If 1210.5 g of copper (II) chloride (CuCl2) reacts with 510.0 g aluminum metal (Al) to produce 525.0 g copper metal (Cu), what is the limiting reactant?

Answer 1

The copper (II) chloride will be your limiting reagent.

Start with the balanced chemical equation for your reaction

`color(red)(2)Al_((s)) + color(blue)(3)CuCl_(2(aq)) -> 2AlCl_(3(aq)) + color(brown)(3)Cu_((s))`

The most important tool you'll have at your disposal to solve this problem (or any stoichiometry problem, for that matter) is the mole ratio. Notice that you need `color(red)(2)` moles of aluminium to react with `color(blue)(3)` moles of copper (II) chloride to produce `color(brown)(3)` moles of copper.

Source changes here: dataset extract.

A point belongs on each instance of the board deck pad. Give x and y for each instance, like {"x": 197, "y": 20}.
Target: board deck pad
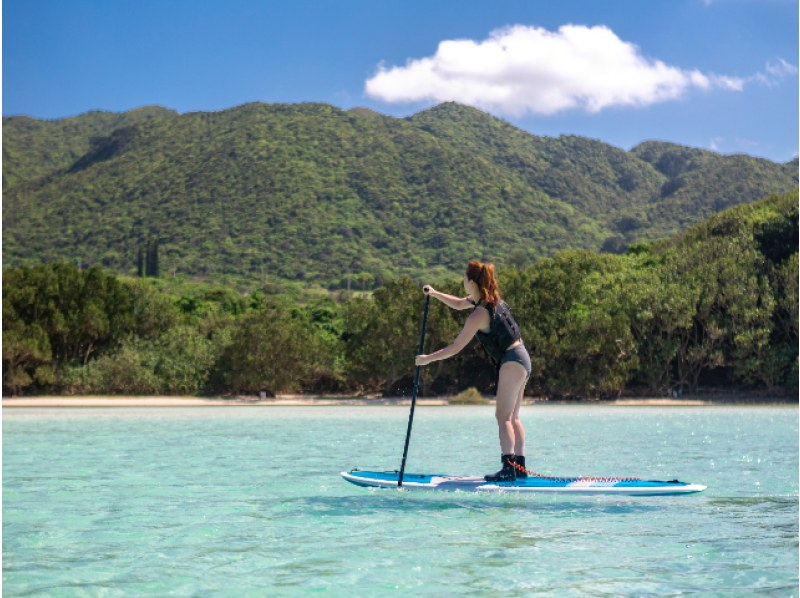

Regardless of what the exact number of moles of each you have, they always must respect these ratios.

So, the first thing to do is determine how many moles of each species you're dealing with. To do this, use the relationship that exists between mass and number of moles

`1210.5cancel("g") * ("1 mole "CuCl_2)/(134.45cancel("g")) = "9.003 moles "` `CuCl_2`

`510.0cancel("g") * "1 mole Al"/(26.982cancel("g")) = "18.90 moles Al"`

`525.0cancel("g") * "1 mole Cu"/(63.546cancel("g")) = "8.262 moles Cu"`

The first thing that stands out is the fact that the number of moles of copper (II) chloride is not equal to the number of moles of copper, despite the fact that they have a `1:1` (`color(blue)(3) : color(brown)(3)`) mole ratio.

This means that not all the copper (II) chloride reacted with the aluminium metal. More specifically, only 8.262 moles of `CuCl_2` reacted.

So, you know that only 8.626 moles of `CuCl_2` have reacted. Now it's time to compared this number with the number of moles of aluminium present.

According to the `color(red)(2) : color(blue)(3)` mole ratio that exists between the two, you would need

`18.90cancel("moles Al") * (color(blue)(3)" moles "CuCl_2)/(color(red)(2)cancel("moles Al")) = "28.35 moles "` `CuCl_2`

Since you don't even come close to having this many moles of copper (II) chloride present, `CuCl_2` will act as a limiting reagent. As a result, the number of moles of aluminium that react will be

`8.262cancel("moles "CuCl_2) * (color(red)(2)" moles Al")/(color(blue)(3)cancel("moles "CuCl_2)) = "5.508 moles Al"`

The rest of the aluminium will be in excess.

SIDE NOTE When I said that not all the copper (II) chloride reacted, I assumed that your reaction had a 100% percent yield.

I suspect that this wasn't the case, and a follow-up question would be to calculate either the theoretical yield of copper or the percent yield of the reaction.